Russian prosecutors move to liquidate Navalny’s ‘extremist’ movement

This article is more than 2 years old

Seeking to designate organisation as extremist group is most sweeping assault on opposition supporters yet

The Moscow prosecutor’s office has announced that it will seek to designate Alexei Navalny’s Anti-Corruption Foundation and his regional political headquarters as “extremist groups”, moving to in effect liquidate the jailed opposition leader’s political organisation in Russia.

It is the most sweeping assault yet on supporters of Navalny, and comes after his two-and-a-half-year sentence on embezzlement charges and the arrest of his top aides on various charges following large protests in January and February.

In a statement released on Friday evening, the law enforcement body said it was seeking the designation usually reserved for violent organisations such as al-Qaida or Aum Shinrikyo, because it believed Navalny’s organisations were “creating conditions for changing the foundations of the constitutional order, including through the scenario of a ‘coloured revolution’”.

Coloured revolutions were pro-democracy uprisings in former Soviet republics in the mid-2000s now seen in Russia as western-backed coups.
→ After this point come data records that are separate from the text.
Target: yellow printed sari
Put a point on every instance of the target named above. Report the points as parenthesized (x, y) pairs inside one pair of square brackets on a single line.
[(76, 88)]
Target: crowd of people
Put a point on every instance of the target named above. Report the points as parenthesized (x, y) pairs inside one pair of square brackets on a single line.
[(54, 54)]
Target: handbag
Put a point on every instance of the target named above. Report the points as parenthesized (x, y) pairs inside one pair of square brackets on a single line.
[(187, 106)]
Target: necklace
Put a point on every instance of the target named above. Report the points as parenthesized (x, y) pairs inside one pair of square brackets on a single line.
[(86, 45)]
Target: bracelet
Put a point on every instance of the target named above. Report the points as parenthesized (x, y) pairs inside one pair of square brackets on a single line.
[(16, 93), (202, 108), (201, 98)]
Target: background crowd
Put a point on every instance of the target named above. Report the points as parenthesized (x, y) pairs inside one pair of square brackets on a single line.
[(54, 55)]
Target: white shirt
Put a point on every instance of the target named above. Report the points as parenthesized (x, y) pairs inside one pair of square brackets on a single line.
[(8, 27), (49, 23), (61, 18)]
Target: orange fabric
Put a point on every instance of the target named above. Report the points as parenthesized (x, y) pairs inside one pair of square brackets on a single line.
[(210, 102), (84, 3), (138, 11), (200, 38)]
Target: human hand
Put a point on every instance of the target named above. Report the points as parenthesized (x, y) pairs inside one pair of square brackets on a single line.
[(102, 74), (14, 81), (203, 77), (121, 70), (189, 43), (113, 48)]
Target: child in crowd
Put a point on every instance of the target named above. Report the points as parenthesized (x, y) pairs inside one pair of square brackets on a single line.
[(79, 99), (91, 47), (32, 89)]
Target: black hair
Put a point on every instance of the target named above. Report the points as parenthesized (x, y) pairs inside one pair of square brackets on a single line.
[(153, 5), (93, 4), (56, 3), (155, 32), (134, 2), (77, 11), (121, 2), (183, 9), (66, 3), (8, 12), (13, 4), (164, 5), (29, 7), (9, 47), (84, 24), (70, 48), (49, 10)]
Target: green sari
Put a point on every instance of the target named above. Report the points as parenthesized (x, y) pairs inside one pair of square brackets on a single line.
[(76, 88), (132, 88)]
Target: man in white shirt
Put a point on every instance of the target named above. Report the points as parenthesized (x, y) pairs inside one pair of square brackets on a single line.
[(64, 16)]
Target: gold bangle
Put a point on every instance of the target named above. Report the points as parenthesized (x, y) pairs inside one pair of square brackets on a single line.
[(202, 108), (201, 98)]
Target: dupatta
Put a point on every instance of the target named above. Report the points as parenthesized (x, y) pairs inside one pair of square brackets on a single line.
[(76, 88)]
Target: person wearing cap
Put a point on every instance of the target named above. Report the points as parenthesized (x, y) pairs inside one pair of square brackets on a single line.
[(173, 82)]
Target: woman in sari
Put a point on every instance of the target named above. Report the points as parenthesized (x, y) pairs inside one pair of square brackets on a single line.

Navalny’s organisations have strongly criticised Vladimir Putin and his government, but have not called for any kind of armed rebellion to overthrow the Kremlin.
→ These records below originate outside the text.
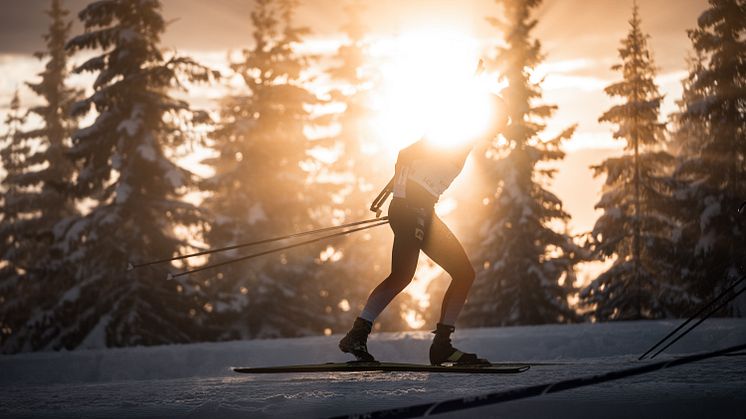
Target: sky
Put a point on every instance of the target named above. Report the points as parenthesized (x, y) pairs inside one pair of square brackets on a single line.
[(580, 39)]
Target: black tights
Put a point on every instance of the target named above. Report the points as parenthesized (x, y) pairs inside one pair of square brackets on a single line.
[(418, 229)]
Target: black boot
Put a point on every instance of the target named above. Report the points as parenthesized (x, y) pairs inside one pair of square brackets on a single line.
[(356, 340), (441, 351)]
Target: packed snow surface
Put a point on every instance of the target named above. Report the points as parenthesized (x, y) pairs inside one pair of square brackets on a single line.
[(196, 380)]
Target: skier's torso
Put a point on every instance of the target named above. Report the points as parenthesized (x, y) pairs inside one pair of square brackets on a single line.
[(424, 172)]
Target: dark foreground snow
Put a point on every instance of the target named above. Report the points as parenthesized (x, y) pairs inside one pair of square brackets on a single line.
[(195, 380)]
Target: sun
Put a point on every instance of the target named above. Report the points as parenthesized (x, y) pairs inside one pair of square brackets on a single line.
[(429, 89)]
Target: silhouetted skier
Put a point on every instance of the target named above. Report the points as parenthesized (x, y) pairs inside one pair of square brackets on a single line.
[(423, 172)]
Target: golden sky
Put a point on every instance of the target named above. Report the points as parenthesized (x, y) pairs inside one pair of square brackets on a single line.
[(579, 37)]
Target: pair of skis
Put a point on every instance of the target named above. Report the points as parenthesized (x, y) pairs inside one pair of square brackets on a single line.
[(376, 366)]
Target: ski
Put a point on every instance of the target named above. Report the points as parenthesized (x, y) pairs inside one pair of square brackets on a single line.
[(358, 366)]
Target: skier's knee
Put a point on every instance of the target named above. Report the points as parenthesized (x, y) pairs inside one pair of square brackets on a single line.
[(469, 275)]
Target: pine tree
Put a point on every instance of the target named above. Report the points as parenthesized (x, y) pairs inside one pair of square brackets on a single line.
[(260, 187), (136, 189), (47, 198), (360, 257), (634, 228), (711, 136), (526, 269), (15, 259)]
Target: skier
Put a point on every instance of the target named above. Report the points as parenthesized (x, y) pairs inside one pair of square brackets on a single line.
[(422, 173)]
The decision, if approved, threatens to sever Navalny from his supporters in the regions and even from his financial donors, many of whom could be liable for financing an extremist group if they continued to provide support.

“They’ve decided to steamroll the Anti-Corruption Foundation and the headquarters,” wrote the head of the organisation, Ivan Zhdanov. “We won’t surrender.”
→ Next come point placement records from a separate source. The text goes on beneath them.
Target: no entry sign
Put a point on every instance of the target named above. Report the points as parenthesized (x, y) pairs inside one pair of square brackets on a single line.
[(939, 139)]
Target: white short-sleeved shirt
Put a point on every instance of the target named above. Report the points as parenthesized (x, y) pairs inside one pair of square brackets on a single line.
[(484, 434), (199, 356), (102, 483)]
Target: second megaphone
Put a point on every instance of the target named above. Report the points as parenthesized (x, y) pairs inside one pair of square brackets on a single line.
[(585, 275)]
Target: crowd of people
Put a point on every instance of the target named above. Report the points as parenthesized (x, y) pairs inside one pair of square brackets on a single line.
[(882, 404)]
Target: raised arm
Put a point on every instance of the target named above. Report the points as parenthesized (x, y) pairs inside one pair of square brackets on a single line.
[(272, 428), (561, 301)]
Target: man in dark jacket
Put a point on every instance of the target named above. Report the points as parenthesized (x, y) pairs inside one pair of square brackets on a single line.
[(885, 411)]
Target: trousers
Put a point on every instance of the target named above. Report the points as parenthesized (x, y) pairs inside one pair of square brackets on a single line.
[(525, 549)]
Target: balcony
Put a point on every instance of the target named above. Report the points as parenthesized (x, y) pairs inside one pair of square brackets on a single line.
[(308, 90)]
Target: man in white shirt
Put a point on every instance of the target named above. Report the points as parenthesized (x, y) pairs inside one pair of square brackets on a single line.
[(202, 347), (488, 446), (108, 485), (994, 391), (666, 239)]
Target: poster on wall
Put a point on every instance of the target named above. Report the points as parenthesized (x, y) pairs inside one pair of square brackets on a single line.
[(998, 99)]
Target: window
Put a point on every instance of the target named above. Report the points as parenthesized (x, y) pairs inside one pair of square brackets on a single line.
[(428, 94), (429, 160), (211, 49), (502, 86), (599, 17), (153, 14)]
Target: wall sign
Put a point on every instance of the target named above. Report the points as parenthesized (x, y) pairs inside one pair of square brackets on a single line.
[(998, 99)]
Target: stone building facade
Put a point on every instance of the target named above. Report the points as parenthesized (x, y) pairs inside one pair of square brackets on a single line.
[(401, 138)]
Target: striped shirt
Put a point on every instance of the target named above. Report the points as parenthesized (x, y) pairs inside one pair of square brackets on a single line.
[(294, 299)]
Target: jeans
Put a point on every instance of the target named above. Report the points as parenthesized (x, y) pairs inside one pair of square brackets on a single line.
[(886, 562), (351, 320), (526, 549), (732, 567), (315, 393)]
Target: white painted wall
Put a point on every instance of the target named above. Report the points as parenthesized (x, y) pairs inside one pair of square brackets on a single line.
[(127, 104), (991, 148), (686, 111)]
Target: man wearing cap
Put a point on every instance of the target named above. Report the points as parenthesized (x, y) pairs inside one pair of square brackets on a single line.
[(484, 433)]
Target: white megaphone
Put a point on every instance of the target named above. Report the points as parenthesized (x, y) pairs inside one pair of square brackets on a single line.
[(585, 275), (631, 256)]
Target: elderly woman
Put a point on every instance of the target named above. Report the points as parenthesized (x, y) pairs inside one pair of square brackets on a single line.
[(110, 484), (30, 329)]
In a statement, he said: “The Kremlin has just demanded that anyone who does not agree with them to be called an extremist … It’s absolutely clear that the Kremlin’s new attack is connected with the planned protest and the elections in September.”

Leonid Volkov, another close Navalny ally, said the Friday evening press release was a “test of public opinion” and called Navalny supporters to make their voices heard.

The prosecutor’s office said that it had applied for a court ruling to recognise both organisations as extremist, which, if granted and upheld on appeal, would allow the government to fine and imprison members of the pro-Navalny groups.

On Friday, a former camera operator for Navalny was sentenced to two years in prison on extremism charges for writing two strongly worded tweets that said top Kremlin officials “didn’t deserve to live”. The tweets came after a regional journalist set herself on fire in an act of protest and died.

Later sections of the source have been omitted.